Quant à moi, je n’en veux pas refuser au Gouvernement l’honneur et le mérite ; je sais, et ici je ne crois pas manquer aux institutions, je sais que la noble pensée en était dans le Gouvernement, qu’elle était dans des cœurs augustes. Je le sais, je ne crains pas de le dire, mais je veux aussi y associer les Chambres, je dois y associer la majorité qui a eu le courage d’avertir le Gouvernement et de lui dire : N’allez pas plus loin. Quant au cabinet, qu’il me soit permis de le répéter, il a été le vaincu du 15 avril, il n’a pas été ce cabinet vainqueur qui serait venu modifier à propos et spontanément la politique du pays.

A gauche : Très bien !

[p.92]

M. Thiers. La politique du Gouvernement, Messieurs, a subi deux épreuves ; l’une sur les affaires étrangères, l’autre sur la politique intérieure.

La question qui, pour les affaires étrangères, l’a mis en mesure de sonder les dispositions de la Chambre, c’est la question d’Espagne ; et j’en conviens, il a triomphé.

Je crois qu’il n’a pas compris la portée du vote qui avait été émis. (Écoutez ! écoutez !) Je crois qu’il n’a pas compris la véritable situation du pays, la véritable direction des esprits. Il s’est tenu pour vainqueur, vainqueur d’une manière absolue sur la politique étrangère. Mais il sentait que, sur la politique intérieure, il avait été battu, qu’il devait modifier sa marche, qu’il devait céder aux circonstances, s’accommoder aux difficultés du temps, et il a transigé sur la politique intérieure. Sa mission, sa mission vraie, a été de continuer la politique extérieure tout entière, sans modification, sans changement, sans aucune des modifications que les circonstances pouvaient comporter, et quant à la politique intérieure, il a cédé aux temps. Mais a-t-il vu que le moment de la résistance était passé, qu’il fallait faire cesser les irritations dans les esprits, que les mesures qu’on pourrait prendre ne valaient plus l’irritation qu’elles pourraient causer ? Il n’a vu dans tout cela que des changements de majorité, il a cru que certains hommes éloignaient cette majorité, et qu’en se séparant d’eux il aurait une majorité plus forte. Il n’a pas vu le véritable point de la question, il a vu qu’il ne s’agissait que d’une question d’hommes, il a cru qu’en se montrant plus habile, moins irritant avec les personnes, il aurait une majorité. (Bruits et mouvements divers.)

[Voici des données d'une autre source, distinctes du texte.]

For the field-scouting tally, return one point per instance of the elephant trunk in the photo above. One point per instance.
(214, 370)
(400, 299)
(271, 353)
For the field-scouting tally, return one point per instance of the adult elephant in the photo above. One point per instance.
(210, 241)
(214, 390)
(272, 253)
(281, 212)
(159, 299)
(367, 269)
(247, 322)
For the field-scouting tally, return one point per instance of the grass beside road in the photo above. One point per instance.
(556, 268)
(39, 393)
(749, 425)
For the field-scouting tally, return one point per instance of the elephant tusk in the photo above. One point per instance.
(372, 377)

La mission du cabinet nouveau, et c’est pour cela que quant à moi je n’ai pas voulu m’associer à lui, a été de continuer la politique extérieure sans réserve ; et quant à la politique intérieure, de faire des sacrifices aux circonstances, d’être habile avec les hommes bien plus que de modifier les choses ; et le résultat vous le voyez aujourd’hui.

Quant à moi, je discuterai, quand les paragraphes seront arrivés, chacune des questions. Je ne me bornerai pas aux généralités ; mais, en attendant, qu’il me soit permis de vous faire en peu de mots le bilan de notre situation. (Mouvement.)

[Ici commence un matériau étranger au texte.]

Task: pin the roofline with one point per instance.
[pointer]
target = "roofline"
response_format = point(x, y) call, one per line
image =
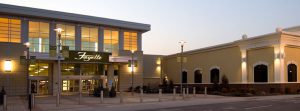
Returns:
point(226, 45)
point(57, 15)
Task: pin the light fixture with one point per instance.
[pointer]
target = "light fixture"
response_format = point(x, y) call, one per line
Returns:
point(7, 66)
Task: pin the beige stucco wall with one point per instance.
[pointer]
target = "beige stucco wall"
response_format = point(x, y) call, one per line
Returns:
point(228, 59)
point(257, 56)
point(292, 55)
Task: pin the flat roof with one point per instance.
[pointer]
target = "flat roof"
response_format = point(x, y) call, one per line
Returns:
point(64, 16)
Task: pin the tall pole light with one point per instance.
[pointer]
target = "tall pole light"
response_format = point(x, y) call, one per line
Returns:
point(58, 30)
point(27, 44)
point(132, 71)
point(181, 63)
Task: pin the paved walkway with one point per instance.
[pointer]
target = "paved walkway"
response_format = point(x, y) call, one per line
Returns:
point(150, 101)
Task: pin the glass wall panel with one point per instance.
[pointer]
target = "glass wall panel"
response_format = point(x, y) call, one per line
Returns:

J’étais, pour ma part, bien convaincu qu’une politique qui, au dehors, consiste à ajourner toutes les difficultés, à reculer quand ces difficultés se présentent, à les remettre au lendemain, à fermer les yeux devant les affaires, au lieu de les ouvrir pour les résoudre, qu’une politique pareille devait prochainement accumuler autour de nous, il faut le dire, plus que des fautes, des malheurs. J’étais convaincu qu’au dedans sans franchise, sans politique arrêtée, sans choix entre les partis qui divisent toujours une Chambre, il était impossible d’être longtemps habile avec les hommes. J’étais convaincu qu’une politique extérieure qui consistait tantôt à abandonner l’Espagne, tantôt à négliger l’Angleterre, tantôt à lui dire, quand elle nous proposait de faire en commun des affaires qui pouvaient cimenter l’alliance, qu’elle était trop active, qu’elle voulait trop d’affaires à la fois, j’étais convaincu qu’une telle politique finirait par la refroidir.

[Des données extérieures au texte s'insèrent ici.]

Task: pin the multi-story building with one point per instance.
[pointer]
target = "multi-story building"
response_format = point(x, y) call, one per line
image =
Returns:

J’étais certain que les questions qui dormaient à côté de nous tôt ou tard se réveilleraient, et qu’on arriverait devant elles avec moins d’alliances, avec moins d’appui en Europe, avec une malheureuse réputation de timidité, et que devant les affaires, cette réputation de timidité vous rendrait faibles, et vous ferait supporter peut-être des malheurs. J’étais certain que, de même que, quant à la politique intérieure, on était allé jusqu’aux lois de non-révélation et de disjonction, de même, quant à la politique étrangère, on irait aussi heurter l’écueil, et qu’au nombre des concessions qu’on ferait, il y en aurait de bien dommageables pour le pays ; et, en effet, il me semble qu’Ancône, grief sur lequel nous nous expliquerons dans le débat, a justifié les craintes que j’avais. (Bruit.)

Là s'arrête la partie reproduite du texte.